La Milano Metallara si scatena per i Big 4!

Milano – Arena di Rho-Pero, 6 Luglio 2011.
Finalmente ci siamo. Era tutta l’estate che i metallari d’Italia aspettavano questo momento. E sono ben 35.000, senza contare i ritardatari che non sono riusciti ad avere un biglietto per questo evento. La ricetta è stata ben collaudata dal giugno dell’anno scorso, quando Metallica, Slayer, Anthrax e Megadeth hanno cominciato questo tour condiviso per il globo.

Lo show apre in perfetto orario con gli Anthrax, che alle 16.30, nonostante il caldo devastante, hanno coinvolto egregiamente il pubblico: il frontman della band, Joey Belladonna, aveva un’energia invidiabile e non si è certo risparmiato. Ed a metà concerto appare, a sorpresa, Scott Ian (n.d.r. Scott si è preso una pausa dai palcoscenici, dovuta alla nascita del figlio), che ha ringraziato tutti per l’accoglienza calorosa.

Alle 17 in punto tocca ai Megadeth di Dave Mustaine, che appaiono subito energici ed in grande forma. La set list è concentrata sui pezzi storici della band, ed il frontman non si risparmia interagendo con pubblico e ringraziandolo del calore trasmesso. La band conclude la performance con “Peace Sells” ed il successivo lancio di plettri, bacchette ecc, per la gioia degli spettatori delle prime file.

E mentre il sole tramonta ed il calore tropicale di luglio si affievolisce, inizia il concerto degli Slayer, orfani del chitarrista Jeff Hanneman, assente per problemi di salute. E pure il frontman della band, Tom Araya, non sembra messo bene:  il cantante ha dichiarato di avere problemi alla schiena e per questo lo show ne ha risentito parecchio. Ci ha pensato Kerry King a trascinare gli animi, anche se, come molti hanno sospirato “Non è la stessa cosa”. Ma da metà concerto la band ed il pubblico di conseguenza si riprende fino alla fine, quando chiude con l’inno trash metal “Angel of Death”.
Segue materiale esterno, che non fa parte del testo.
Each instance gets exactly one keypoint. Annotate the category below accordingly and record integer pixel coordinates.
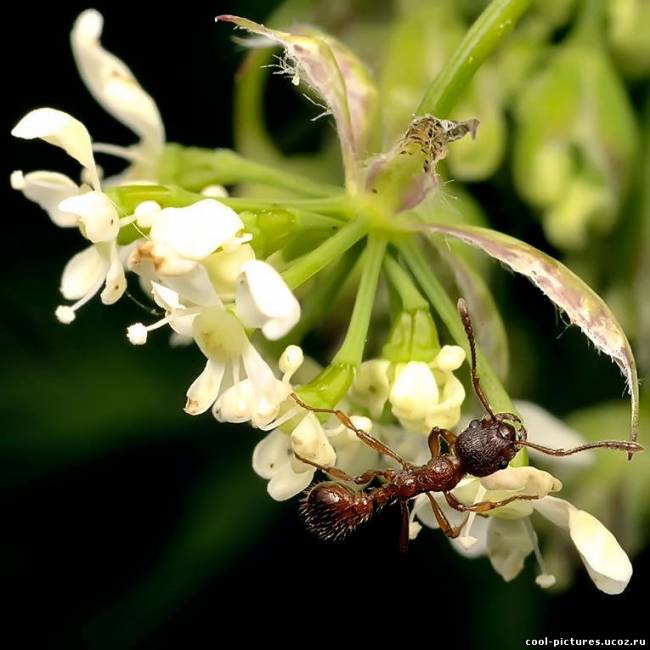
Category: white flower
(274, 459)
(545, 429)
(180, 238)
(371, 386)
(509, 537)
(113, 85)
(265, 301)
(606, 562)
(71, 205)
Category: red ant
(332, 510)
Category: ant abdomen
(332, 510)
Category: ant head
(488, 445)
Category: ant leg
(467, 323)
(485, 506)
(449, 530)
(366, 438)
(434, 440)
(404, 531)
(340, 475)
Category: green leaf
(336, 74)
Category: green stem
(128, 197)
(194, 168)
(480, 41)
(318, 301)
(436, 293)
(590, 23)
(351, 351)
(401, 281)
(329, 251)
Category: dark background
(129, 524)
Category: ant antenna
(467, 323)
(621, 445)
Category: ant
(332, 510)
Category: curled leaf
(337, 75)
(490, 329)
(406, 175)
(581, 304)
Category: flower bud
(575, 144)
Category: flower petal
(606, 562)
(371, 386)
(98, 218)
(508, 545)
(84, 272)
(271, 453)
(309, 441)
(581, 304)
(204, 390)
(264, 300)
(545, 429)
(524, 480)
(62, 130)
(287, 482)
(196, 231)
(336, 74)
(236, 404)
(115, 279)
(48, 189)
(113, 85)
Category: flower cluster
(241, 277)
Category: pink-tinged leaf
(581, 304)
(335, 74)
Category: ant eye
(505, 431)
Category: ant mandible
(332, 510)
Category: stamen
(280, 420)
(67, 313)
(544, 579)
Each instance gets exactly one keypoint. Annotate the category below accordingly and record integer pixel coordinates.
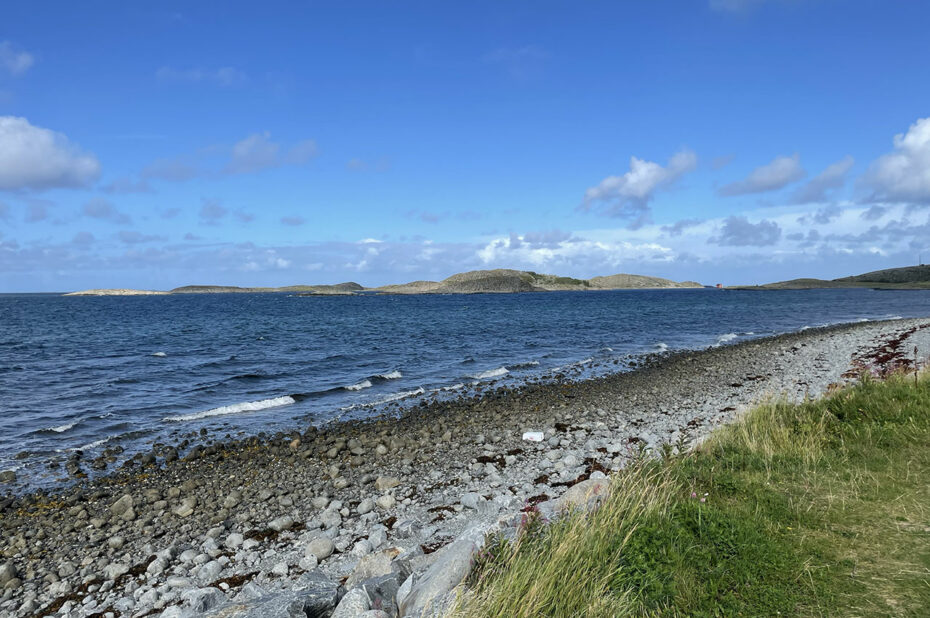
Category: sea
(85, 374)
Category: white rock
(355, 602)
(320, 548)
(386, 502)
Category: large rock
(7, 572)
(312, 596)
(123, 508)
(428, 595)
(353, 604)
(372, 565)
(583, 495)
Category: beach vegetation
(819, 508)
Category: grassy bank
(816, 509)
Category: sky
(158, 144)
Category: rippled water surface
(91, 372)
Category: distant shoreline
(499, 281)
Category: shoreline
(416, 481)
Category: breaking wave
(248, 406)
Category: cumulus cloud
(133, 237)
(32, 157)
(628, 196)
(781, 172)
(37, 210)
(833, 177)
(224, 77)
(903, 175)
(212, 211)
(739, 232)
(258, 152)
(99, 208)
(13, 60)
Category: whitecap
(491, 373)
(357, 387)
(523, 365)
(400, 395)
(248, 406)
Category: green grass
(816, 509)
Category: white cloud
(628, 196)
(781, 172)
(904, 174)
(13, 60)
(739, 232)
(258, 152)
(36, 158)
(833, 177)
(224, 76)
(99, 208)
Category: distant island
(499, 281)
(904, 278)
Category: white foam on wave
(86, 447)
(248, 406)
(523, 365)
(491, 373)
(357, 387)
(400, 395)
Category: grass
(815, 509)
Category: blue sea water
(93, 372)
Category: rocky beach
(381, 517)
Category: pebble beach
(380, 517)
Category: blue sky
(153, 145)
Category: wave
(491, 373)
(357, 387)
(525, 365)
(248, 406)
(62, 428)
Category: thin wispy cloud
(627, 196)
(903, 175)
(224, 77)
(14, 60)
(819, 187)
(777, 174)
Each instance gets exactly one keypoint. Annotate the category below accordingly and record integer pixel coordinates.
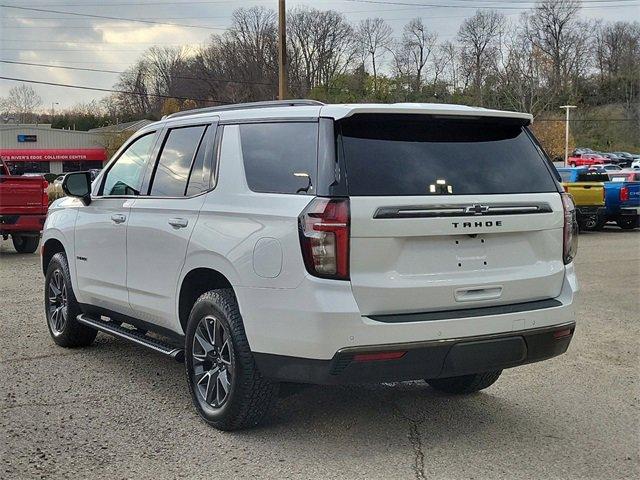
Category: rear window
(593, 177)
(565, 176)
(280, 157)
(411, 155)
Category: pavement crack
(415, 437)
(416, 441)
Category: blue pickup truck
(621, 195)
(622, 199)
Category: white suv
(301, 242)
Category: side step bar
(133, 336)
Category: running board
(133, 336)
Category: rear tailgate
(449, 214)
(586, 193)
(22, 195)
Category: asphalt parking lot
(117, 411)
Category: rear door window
(392, 155)
(176, 158)
(280, 157)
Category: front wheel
(61, 306)
(465, 383)
(225, 385)
(628, 222)
(25, 243)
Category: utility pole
(566, 133)
(282, 50)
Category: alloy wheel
(58, 302)
(212, 354)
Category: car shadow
(384, 415)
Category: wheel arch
(196, 282)
(49, 248)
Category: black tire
(63, 326)
(627, 222)
(600, 224)
(466, 383)
(25, 243)
(248, 396)
(590, 223)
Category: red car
(23, 208)
(586, 159)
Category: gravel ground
(119, 411)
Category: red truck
(586, 160)
(23, 208)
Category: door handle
(178, 222)
(118, 218)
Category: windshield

Ma i più attesi sono loro, i Metallica. Ed alle 20.30 in punto parte l’intro di Ennio Morricone, che annuncia il loro arrivo sul palco: la folla canta a squarciagola. Ed alla prima nota di “Hit the lights” si scatena il pogo che coinvolge quasi tutto il pubblico. Già da subito i Four Horsemen dimostrano di voler picchiar duro e sparano a raffica “Master of Puppets”, “The Shortest Straw” e “Seek & Destroy”, pezzo che scalda il pubblico al massimo.
I 4 rocker sono carichi al massimo, sul palco si cercano, giocano di sguardi.. ed è stato fantastico leggere dal labiale di James Hetfield che dice al batterista Lars Ulrich “It’s Amazing!”.
Ma uno dei momenti più intensi è stato certamente quando sul palco le luci si sono abbassate e dei rumori di spari, esplosioni hanno introdotto l’intro in arpeggio della storica e bellissima “One”.
A seguito altre hit del passato: “Fade to Black” ed “Enter Sandman”, segno che i Metallica vogliono un ritorno alle origini, a quel trash metal che i fan tanto amano… e la cosa è certamente stata apprezzata.
Ed ecco il gran finale: sul palco, mentre Hetfield intrattiene e scherza col pubblico, vengono portati alcuni amplificatori supplementari. E’ il momento: i Big 4 suonano tutti assieme sul palco una vecchia cover dei Misfits “Die Die My Darling”, un pezzo di puro punk rock che fa scatenare al massimo il pubblico, che chiede di più. E certamente i Metallica non si tirano indietro, chiudendo questo fantastico spettacolo in bellezza con 2 pezzi da 90: “Damage Inc” e “Creeping Death”, con tanto di palloncini neri gonfiabili.
Un grande evento, che certamente non ha scontentato nessuno dei 35.000 spettatori paganti.